Settlement of Suit Against Canadian Publisher a Blow to Free Expression ... Could it Happen Here?
I've been following with interest (and not a little amusement) the dispute between Toronto's Rogers Publishing, publisher of Maclean's Magazine, and Quebec's Winter Carnival, the annual event that brings millions of tourists to Quebec City each January. Seemingly all of Quebec was upset by Maclean's use of the carnival's famous smiling snowman mascot, Bonhomme Carnaval, to illustrate an article on corruption in the province. The mascot is seen on the cover of the magazine's Oct. 4 issue carrying a briefcase brimming with cash.
The use of the beloved image set off a political firestorm in famously fractionalized Canada, with some Québécois asking how the English-speaking provinces would feel if a similar image were published featuring Queen Elizabeth II. The Canadian House of Commons eventually passed a unanimous motion condemning the magazine.

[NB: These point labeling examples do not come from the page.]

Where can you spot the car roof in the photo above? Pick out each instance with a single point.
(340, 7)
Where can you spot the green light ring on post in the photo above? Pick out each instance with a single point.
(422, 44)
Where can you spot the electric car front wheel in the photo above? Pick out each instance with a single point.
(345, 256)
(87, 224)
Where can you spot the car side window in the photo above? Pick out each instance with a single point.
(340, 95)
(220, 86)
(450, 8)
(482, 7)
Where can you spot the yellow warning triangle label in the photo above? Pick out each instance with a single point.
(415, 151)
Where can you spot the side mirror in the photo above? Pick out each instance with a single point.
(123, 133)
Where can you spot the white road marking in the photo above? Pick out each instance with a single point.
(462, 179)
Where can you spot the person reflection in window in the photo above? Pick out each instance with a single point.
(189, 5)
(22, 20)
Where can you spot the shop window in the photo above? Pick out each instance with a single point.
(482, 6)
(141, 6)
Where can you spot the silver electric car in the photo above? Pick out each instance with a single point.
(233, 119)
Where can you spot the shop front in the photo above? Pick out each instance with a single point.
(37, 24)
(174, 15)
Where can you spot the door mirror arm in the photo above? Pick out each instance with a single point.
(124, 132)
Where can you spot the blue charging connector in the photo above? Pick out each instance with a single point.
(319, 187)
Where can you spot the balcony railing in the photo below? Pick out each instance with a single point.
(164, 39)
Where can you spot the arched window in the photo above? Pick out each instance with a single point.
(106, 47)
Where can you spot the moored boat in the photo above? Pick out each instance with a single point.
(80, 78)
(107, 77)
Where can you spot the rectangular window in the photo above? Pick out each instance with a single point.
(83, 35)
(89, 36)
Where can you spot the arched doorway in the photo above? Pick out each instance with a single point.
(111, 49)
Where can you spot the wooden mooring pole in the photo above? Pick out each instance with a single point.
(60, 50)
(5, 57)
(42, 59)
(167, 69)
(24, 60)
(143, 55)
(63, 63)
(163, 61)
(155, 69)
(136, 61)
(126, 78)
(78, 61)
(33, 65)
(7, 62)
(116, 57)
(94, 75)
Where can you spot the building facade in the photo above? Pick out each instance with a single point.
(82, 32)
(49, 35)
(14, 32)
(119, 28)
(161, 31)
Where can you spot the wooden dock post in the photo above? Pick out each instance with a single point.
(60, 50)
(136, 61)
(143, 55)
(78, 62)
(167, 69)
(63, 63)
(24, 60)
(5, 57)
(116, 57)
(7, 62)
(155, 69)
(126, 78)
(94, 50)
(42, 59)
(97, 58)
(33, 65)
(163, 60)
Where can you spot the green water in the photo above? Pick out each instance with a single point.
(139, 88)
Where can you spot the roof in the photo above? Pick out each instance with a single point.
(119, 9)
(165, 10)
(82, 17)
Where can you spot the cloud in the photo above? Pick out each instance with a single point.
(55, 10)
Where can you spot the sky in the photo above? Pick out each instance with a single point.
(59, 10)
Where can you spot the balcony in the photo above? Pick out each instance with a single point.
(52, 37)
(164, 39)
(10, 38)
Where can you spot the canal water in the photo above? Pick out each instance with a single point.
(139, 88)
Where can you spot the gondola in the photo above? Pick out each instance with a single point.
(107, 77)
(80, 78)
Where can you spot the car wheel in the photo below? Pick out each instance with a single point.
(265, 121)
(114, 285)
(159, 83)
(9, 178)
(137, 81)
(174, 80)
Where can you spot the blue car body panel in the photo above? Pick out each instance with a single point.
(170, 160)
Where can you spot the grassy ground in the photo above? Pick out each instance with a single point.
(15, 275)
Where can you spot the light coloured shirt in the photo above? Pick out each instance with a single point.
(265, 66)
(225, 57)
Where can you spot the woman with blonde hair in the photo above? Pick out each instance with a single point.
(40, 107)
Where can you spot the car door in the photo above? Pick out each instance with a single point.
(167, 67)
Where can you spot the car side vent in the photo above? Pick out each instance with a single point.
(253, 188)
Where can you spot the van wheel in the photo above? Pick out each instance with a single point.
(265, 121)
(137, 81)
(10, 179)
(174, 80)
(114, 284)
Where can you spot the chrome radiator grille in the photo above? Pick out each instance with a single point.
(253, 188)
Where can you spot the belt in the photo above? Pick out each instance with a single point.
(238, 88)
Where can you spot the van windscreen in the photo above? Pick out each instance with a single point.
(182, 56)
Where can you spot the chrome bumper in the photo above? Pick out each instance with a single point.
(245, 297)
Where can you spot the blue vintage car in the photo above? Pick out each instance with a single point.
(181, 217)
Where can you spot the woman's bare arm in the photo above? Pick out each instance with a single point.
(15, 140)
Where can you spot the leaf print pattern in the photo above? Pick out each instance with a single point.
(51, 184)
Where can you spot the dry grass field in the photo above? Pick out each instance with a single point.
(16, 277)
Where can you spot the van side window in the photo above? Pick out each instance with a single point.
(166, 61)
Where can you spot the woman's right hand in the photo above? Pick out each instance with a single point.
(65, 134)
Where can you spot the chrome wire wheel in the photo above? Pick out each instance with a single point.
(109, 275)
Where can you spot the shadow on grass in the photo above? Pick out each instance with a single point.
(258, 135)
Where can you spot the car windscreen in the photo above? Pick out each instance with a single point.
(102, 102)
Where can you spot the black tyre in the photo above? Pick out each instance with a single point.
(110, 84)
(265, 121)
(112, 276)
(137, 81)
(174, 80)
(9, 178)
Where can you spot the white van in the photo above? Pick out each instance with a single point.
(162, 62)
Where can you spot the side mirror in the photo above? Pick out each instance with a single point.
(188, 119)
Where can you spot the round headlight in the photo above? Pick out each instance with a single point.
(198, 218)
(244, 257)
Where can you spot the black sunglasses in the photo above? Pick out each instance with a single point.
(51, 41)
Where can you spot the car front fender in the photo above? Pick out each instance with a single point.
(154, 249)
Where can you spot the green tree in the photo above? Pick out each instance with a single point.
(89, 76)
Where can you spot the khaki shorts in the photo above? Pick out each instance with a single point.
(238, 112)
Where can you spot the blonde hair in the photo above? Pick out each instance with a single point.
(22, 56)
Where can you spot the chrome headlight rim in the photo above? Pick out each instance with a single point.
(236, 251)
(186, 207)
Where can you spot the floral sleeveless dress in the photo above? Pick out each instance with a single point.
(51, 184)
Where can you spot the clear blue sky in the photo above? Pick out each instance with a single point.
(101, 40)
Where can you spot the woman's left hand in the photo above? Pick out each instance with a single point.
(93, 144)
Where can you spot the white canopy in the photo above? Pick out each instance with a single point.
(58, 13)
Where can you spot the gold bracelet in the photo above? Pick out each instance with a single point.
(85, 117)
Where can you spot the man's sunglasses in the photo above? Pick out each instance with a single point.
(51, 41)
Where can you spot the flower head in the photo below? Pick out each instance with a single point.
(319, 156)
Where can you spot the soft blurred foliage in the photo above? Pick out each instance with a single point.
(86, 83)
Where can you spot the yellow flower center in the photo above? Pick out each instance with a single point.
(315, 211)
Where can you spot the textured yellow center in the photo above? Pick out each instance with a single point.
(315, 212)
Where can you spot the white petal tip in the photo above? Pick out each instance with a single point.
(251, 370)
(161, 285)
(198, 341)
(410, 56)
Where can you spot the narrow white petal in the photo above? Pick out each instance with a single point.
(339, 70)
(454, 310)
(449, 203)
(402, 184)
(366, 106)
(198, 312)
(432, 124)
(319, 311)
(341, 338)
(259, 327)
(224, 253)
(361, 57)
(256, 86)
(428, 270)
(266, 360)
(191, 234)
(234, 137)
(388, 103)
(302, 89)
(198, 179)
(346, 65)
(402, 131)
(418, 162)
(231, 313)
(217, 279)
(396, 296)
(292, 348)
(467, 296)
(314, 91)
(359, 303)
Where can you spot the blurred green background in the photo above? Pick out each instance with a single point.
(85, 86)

If those folks really believe a carnival mascot ought to be invested with the same amount of cultural and historical capital as a monarch, they just might be taking their winter festival a tad too seriously. There is, however, the more serious question of whether a jolly fictional snowman (or at least the event he symbolizes) can be defamed. While initially saying they had the right to use the image, Maclean's eventually succumbed to political and legal pressure, issuing a statement Nov. 5 acknowledging that the snowman is the carnival's intellectual property and that its image might have been sullied by implying a connection with corruption. As part of a legal settlement, the magazine will pay an unspecified amount to the carnival.
Maybe the city where I work, Philadelphia, ought to consider similar measures every time our iconic Liberty Bell is used in a political cartoon to critique or illustrate public corruption. It'd be a great way to close the city's budget gap!
I'm kidding, of course. If I were a publisher in Canada, though, I'd be worried about the precedent set here for future legal action aimed at political satire and parody. Satire is a key form of political expression, and, in the U.S., is traditionally a pretty no-holds-barred business. Because of this, purveyors do sometimes face lawsuits. Does anyone recall the 1980s case of the Rev. Jerry Falwell and an ad appearing in Hustler magazine? I won't recount the details here, but suffice it to say, Falwell lost, partly because the court found "no reasonable person would believe the situation depicted in the ad to be true." A few years later, the right of the rap group 2 Live Crew to sing a parodic version of the song "Pretty Woman" was also upheld by the courts, based on the principle of Fair Use. A magazine found itself on the other end of our liberal Fair Use laws when the courts affirmed the right of Paramount Pictures to mock a Vanity Fair cover in promoting the movie "Naked Gun: The Final Insult."
In the United States, I feel certain Rogers Publishing would have nothing to fear from the courts for publishing a parodic image of a carnival mascot. I have to wonder, though—what if an American magazine chose to depict a jealously protected image—say, Mickey Mouse—in a very negative light? At the very least, deep-pocketed Disney could certainly make things very difficult for all but the largest publishers, and with the industry in a perilous financial state, how many would be willing to take the chance? Maybe, when it comes to this facet of free speech, we're not so different from Canada after all.